When they show the pool table look you the top left pocket area.
Matt


----------



## HunterHawk (Dec 8, 2005)

you guys ever hear the joke about the bobcat that walked into the bar???

OBVIOUSLY ITS NOT A JOKE get the hell out of their you idiots!!! obviously its messed up!!!


----------



## glassman (Dec 27, 2007)

saw that on the news this morning. that is wild.


----------



## CHASINEYES (Jun 3, 2007)

All those pool sticks and they still waited for cops to put it down? Unbelievable, what were they thinking.


----------



## HunterHawk (Dec 8, 2005)

CHASINEYES said:


> All those pool sticks and they still waited for cops to put it down? Unbelievable, what were they thinking.

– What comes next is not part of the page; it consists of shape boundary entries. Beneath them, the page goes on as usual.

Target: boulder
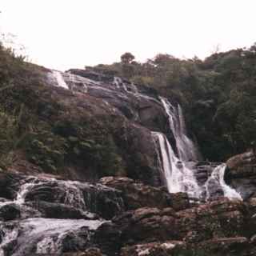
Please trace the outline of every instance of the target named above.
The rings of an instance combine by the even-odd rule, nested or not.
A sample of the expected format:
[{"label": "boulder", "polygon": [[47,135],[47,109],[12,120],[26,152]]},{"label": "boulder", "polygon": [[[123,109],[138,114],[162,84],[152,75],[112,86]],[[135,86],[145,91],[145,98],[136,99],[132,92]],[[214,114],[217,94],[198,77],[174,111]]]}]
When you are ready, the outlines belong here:
[{"label": "boulder", "polygon": [[256,157],[253,151],[235,155],[226,162],[226,178],[247,200],[256,196]]},{"label": "boulder", "polygon": [[183,255],[185,243],[182,241],[166,241],[150,242],[122,248],[121,256],[170,256]]},{"label": "boulder", "polygon": [[[162,189],[135,182],[126,177],[105,177],[99,182],[122,192],[122,197],[126,210],[145,206],[162,209],[170,206],[172,203],[170,194]],[[178,205],[177,201],[175,203]]]},{"label": "boulder", "polygon": [[238,169],[245,165],[256,163],[256,156],[253,151],[237,154],[226,161],[226,166],[230,170]]},{"label": "boulder", "polygon": [[221,198],[175,212],[172,208],[143,207],[127,211],[113,222],[122,232],[122,243],[182,240],[198,243],[219,238],[250,235],[247,206]]},{"label": "boulder", "polygon": [[178,239],[177,215],[172,208],[143,207],[113,219],[122,232],[122,244]]},{"label": "boulder", "polygon": [[38,210],[42,217],[49,218],[68,219],[97,219],[98,217],[92,213],[62,203],[54,203],[44,201],[28,202],[26,205]]},{"label": "boulder", "polygon": [[0,206],[0,220],[12,221],[21,217],[21,211],[14,203]]}]

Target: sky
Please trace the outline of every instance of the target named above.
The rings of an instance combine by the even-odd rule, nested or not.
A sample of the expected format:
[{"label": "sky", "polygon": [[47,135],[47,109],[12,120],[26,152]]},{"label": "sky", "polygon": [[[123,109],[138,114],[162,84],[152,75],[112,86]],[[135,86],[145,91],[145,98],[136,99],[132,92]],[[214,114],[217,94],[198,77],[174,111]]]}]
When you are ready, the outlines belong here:
[{"label": "sky", "polygon": [[[256,42],[255,0],[1,0],[0,31],[60,70],[157,54],[204,58]],[[218,46],[218,47],[217,47]]]}]

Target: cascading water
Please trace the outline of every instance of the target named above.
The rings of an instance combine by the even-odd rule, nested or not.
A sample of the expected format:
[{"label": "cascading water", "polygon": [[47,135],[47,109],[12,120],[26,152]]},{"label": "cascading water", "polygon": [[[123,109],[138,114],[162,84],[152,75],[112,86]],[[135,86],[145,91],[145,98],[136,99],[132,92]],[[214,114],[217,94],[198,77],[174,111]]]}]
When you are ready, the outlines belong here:
[{"label": "cascading water", "polygon": [[225,165],[217,166],[206,182],[202,186],[198,185],[194,170],[188,167],[187,162],[197,161],[199,154],[192,140],[186,135],[182,110],[179,105],[175,108],[166,98],[160,98],[160,100],[169,118],[170,129],[175,139],[178,156],[175,155],[164,134],[152,132],[153,137],[159,144],[159,158],[168,190],[171,193],[186,192],[190,198],[202,200],[209,200],[212,194],[216,194],[218,192],[230,199],[242,200],[240,194],[225,182]]},{"label": "cascading water", "polygon": [[239,193],[225,182],[224,176],[226,168],[226,166],[224,163],[218,166],[214,169],[211,175],[207,179],[204,185],[206,192],[206,200],[210,199],[213,194],[216,194],[216,190],[220,191],[224,197],[230,199],[242,200]]},{"label": "cascading water", "polygon": [[190,198],[199,198],[202,192],[193,170],[187,168],[185,163],[175,156],[164,134],[158,132],[152,134],[159,143],[162,168],[169,192],[186,192]]},{"label": "cascading water", "polygon": [[196,161],[198,150],[194,142],[187,137],[182,110],[178,105],[172,106],[167,99],[160,97],[162,106],[168,115],[170,128],[176,141],[178,158],[182,161]]},{"label": "cascading water", "polygon": [[[0,256],[82,250],[104,218],[113,217],[104,211],[123,210],[116,190],[100,184],[34,176],[14,184],[16,198],[0,204],[0,220],[8,218],[0,221]],[[2,215],[6,211],[17,215]]]}]

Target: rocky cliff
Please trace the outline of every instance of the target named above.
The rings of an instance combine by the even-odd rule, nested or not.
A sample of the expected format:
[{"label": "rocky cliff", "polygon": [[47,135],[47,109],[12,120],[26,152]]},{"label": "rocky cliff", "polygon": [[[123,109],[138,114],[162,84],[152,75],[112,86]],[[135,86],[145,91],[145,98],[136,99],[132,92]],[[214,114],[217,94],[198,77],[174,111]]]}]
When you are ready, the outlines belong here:
[{"label": "rocky cliff", "polygon": [[252,153],[227,168],[183,161],[178,102],[169,113],[120,78],[15,65],[1,71],[0,255],[256,254]]}]

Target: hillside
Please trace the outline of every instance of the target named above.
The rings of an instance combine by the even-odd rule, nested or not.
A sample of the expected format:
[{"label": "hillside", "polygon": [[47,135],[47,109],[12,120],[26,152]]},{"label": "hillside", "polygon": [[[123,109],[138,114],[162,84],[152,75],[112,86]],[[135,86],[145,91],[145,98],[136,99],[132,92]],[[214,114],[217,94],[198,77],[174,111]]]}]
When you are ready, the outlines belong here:
[{"label": "hillside", "polygon": [[0,46],[0,255],[254,255],[255,65],[60,72]]}]

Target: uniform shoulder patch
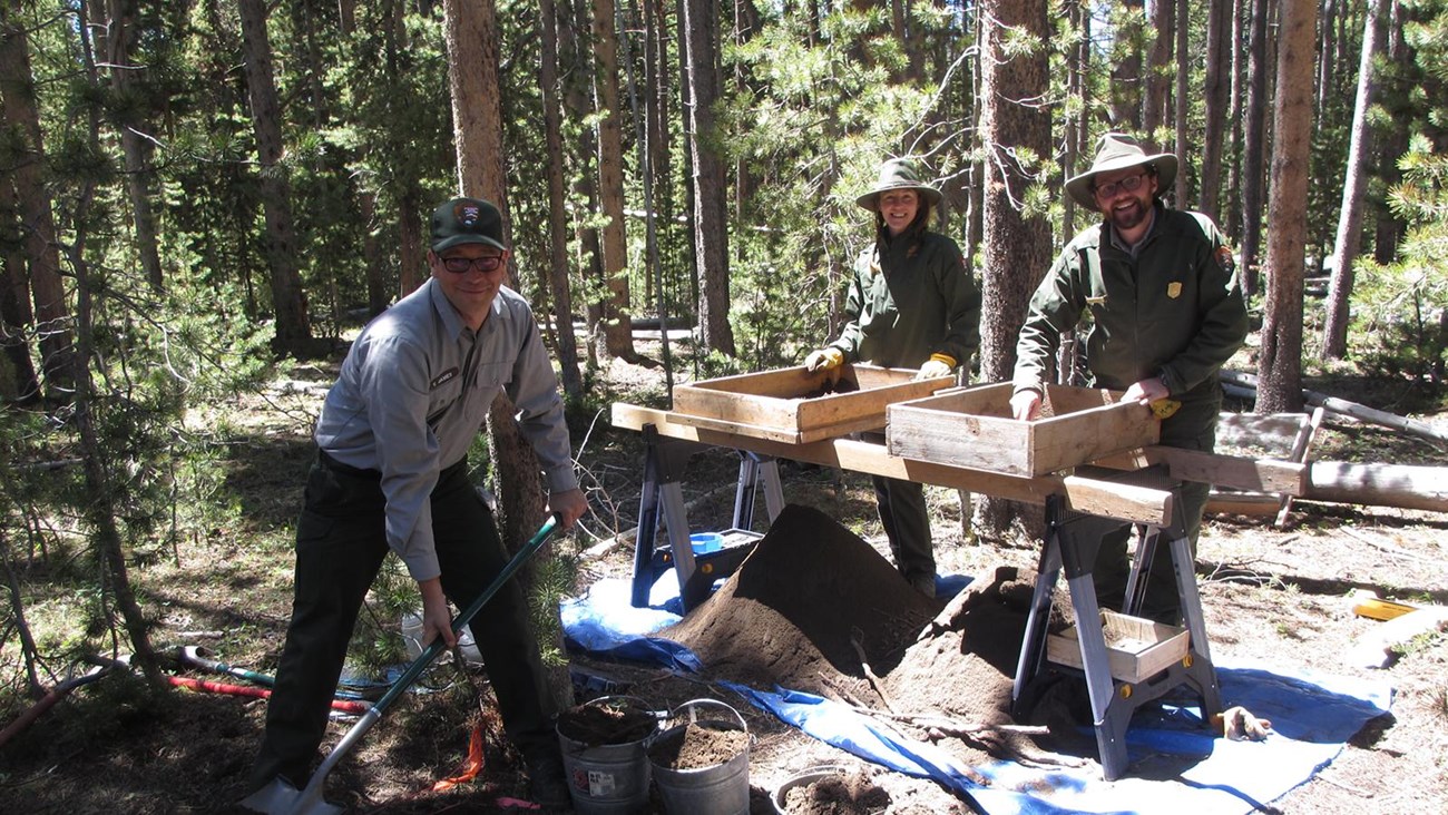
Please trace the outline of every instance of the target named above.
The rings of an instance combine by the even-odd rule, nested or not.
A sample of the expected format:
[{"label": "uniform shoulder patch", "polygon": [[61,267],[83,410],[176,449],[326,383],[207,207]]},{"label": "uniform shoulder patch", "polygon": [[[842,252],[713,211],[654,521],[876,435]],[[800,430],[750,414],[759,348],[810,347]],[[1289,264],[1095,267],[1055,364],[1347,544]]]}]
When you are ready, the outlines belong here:
[{"label": "uniform shoulder patch", "polygon": [[1232,258],[1231,246],[1218,246],[1215,252],[1216,265],[1222,266],[1222,271],[1232,274],[1237,271],[1237,259]]}]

haha did they say what time this cat came in... if it came in about 1:45 or somewhere around there i could kind of understand however i think i would have went into rambo mode even more there.. just amazes me.. looked like a good ol boys bar too... you would have thought they would have known what to do.....
3 shots though?


----------



## wally-eye (Oct 27, 2004)

Late note. The LEO's did shoot this cat and it DID test positive for rabies. The two guy's that were scratched are now suffering thru rabie shots....:yikes:


----------



## MichiganHunter1971 (Jan 30, 2007)

Well if the [email protected]#$es didnt have to go sticking there face down in front of it to take a friggin picture. WOW some poel are just ignorant.. Now all the sudden it is the bobcats fault,lol. Wow the minds of some people.....


----------



## LyonArmonial (Nov 17, 2008)

come on, break a pool stick and go caveman on it.


----------



## cat-hunter (Mar 31, 2009)

thats what i call a bar cat


----------



## Jasperman (Apr 16, 2007)

Probably better to get rabies from the bobcat than something worse from the cougars in the bar.


----------



## steve1983 (Sep 26, 2006)

thats crazy and funny all in one!!!!! bet they dont take pictures of the next animal that comes in for a drink!!!:lol::lol:


----------



## emason323 (Nov 9, 2007)

Jasperman said:


> Probably better to get rabies from the bobcat than something worse from the cougars in the bar.


 
Good one!!!


----------



## Macker13 (Oct 1, 2007)

Sounds like Arizona needs some of our predator control specialists to go down there and thin the herd a little.


----------



## Filet N' Release (Mar 9, 2009)

When you asked me if I wanted to go to the bar and get a lil pu$$y that wasnt what I had in mind LOL


----------



## muskrat (Oct 21, 2005)

Jasperman said:


> Probably better to get rabies from the bobcat than something worse from the cougars in the bar.


:lol::lol::lol:
Good one,
Matt


----------